Cet épisode ne marque-t-il pas les limites de cette inédite « coalition jaune vert » entre les deux partis populistes ?
Ce n’est, en effet, pas du tout une coalition naturelle ; elle ne s’est formée qu’après les élections législatives de mars dernier. Or, on a observé que, bien que le M5S a recueilli presque le double de voix que la Ligue du Nord, c’est cette dernière qui vraiment marqué la ligne, la direction politique de cette coalition. Dans ce contexte, Salvini peut penser obtenir encore plus de force si les Italiens retournent aux urnes.
Se dirige-t-on vers de nouvelles élections de façon inéluctable ?
On ne voit pas comment ce ne pourrait être le cas. On parle déjà du mois de septembre. Matteo Salvini va-t-il enclencher une nouvelle coalition avec le M5S ou retourner à la vieille coalition avec le parti de Silvio Berlusconi ? On ne le sait pas encore. Dans l’hypothèse d’une nouvelle coalition avec le M5S, on peut d’ores et déjà imaginer que le poids de Salvini soit renforcé.
Silvio Berlusconi semble avoir pris du recul…

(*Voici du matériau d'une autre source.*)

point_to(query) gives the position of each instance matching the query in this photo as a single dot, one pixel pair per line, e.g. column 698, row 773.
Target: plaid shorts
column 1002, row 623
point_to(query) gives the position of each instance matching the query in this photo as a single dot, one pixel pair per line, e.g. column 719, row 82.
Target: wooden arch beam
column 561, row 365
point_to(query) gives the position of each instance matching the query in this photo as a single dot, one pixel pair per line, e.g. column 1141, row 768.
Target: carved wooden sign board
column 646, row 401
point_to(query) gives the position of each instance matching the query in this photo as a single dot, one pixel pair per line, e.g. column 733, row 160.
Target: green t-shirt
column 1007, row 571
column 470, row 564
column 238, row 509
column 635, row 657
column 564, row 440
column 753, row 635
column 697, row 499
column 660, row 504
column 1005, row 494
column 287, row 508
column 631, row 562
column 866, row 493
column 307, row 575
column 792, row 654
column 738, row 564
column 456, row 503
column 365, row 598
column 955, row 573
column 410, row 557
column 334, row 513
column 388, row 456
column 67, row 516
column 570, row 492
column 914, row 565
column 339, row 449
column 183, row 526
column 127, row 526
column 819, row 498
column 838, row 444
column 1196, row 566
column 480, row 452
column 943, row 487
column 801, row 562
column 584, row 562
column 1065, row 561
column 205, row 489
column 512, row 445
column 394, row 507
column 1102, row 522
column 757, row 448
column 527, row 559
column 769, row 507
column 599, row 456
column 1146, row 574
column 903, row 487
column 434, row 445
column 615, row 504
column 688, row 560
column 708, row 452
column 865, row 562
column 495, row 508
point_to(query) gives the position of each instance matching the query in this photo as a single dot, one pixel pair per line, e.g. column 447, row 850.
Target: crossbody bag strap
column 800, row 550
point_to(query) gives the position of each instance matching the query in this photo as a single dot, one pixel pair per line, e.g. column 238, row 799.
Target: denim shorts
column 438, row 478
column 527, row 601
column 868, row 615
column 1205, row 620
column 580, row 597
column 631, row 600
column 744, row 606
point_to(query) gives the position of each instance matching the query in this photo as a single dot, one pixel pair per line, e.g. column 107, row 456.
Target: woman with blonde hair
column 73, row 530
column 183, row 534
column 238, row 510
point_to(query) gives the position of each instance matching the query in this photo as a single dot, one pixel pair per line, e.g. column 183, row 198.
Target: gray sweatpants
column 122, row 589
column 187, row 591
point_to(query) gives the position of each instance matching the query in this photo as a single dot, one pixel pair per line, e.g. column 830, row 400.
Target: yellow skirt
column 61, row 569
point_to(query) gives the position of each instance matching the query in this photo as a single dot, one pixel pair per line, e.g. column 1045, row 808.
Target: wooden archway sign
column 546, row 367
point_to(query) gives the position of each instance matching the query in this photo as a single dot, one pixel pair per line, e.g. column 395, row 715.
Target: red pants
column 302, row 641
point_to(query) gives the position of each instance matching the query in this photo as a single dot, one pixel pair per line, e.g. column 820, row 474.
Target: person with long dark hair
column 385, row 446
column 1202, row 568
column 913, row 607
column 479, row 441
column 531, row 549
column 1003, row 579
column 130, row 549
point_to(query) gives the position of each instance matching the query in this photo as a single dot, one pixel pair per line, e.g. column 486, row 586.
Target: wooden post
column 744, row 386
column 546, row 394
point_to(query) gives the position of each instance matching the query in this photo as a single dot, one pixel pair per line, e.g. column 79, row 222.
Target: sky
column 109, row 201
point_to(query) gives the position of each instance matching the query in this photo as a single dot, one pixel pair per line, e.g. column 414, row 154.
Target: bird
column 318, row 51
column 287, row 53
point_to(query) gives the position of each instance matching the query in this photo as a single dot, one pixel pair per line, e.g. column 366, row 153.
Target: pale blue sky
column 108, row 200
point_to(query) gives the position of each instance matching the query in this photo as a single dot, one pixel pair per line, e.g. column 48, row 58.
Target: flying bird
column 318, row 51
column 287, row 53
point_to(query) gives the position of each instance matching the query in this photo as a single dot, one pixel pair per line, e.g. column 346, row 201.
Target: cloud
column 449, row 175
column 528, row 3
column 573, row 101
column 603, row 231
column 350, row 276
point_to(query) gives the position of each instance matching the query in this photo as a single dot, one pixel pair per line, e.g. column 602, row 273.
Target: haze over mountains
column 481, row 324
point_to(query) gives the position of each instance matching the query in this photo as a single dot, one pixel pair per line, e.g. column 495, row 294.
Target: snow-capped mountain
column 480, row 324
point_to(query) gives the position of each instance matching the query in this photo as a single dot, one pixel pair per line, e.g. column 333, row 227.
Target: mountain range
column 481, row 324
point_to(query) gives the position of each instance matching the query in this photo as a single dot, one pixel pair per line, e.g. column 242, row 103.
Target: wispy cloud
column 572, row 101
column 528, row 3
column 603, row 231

Oui. Hier soir, il a pris le parti de Sergio Mattarella en soutenant son choix. C’est désormais difficile d’imaginer une nouvelle coalition des droites avec l’ancien Président du Conseil.
Comment analyser l’annonce de Luigi di Maio d’engager une procédure de destitution du président de la République ? Est-ce un scénario crédible ?
C’est une procédure compliquée à mettre en place. Il faut pour cela prouver très précisément que Sergio Mattarella est coupable de haute trahison ou d’attentat à la Constitution italienne. De plus, cela ne nécessite pas seulement le vote du Parlement ; il y a aussi besoin d’un vote final de la Cour constitutionnelle. Cette annonce est davantage un « outil » en vue d’une future nouvelle campagne électorale.
Si les Italiens retournent aux urnes, une hypothèse des plus probables, il est difficile de penser que le résultat puisse être différent ? Ou au contraire, le légitimité des partis populistes pourrait être renforcée ?
C’est probable en effet, que le M5S et la Ligue du nord réunis comptabilisent plus de 50 % des voix. Les sondages du jour donnent la Ligue du Nord autour de 25 % et 30 % pour le M5S, ce qui donne un total de 55 %. Il est difficile d’imaginer un autre scénario tant siège le vide autour de ces deux partis en Italie. Silvio Berlusconi atteint difficilement la barre des 10 % ; le parti démocrate n’a pas encore accompli sa mue. On pense aujourd’hui qu’il se présentera aux élections guidé par le Président du Conseil sortant, Paolo Gentiloni.
Où en est Matteo Renzi ? Le désamour est-il trop important entre la population italienne et lui ?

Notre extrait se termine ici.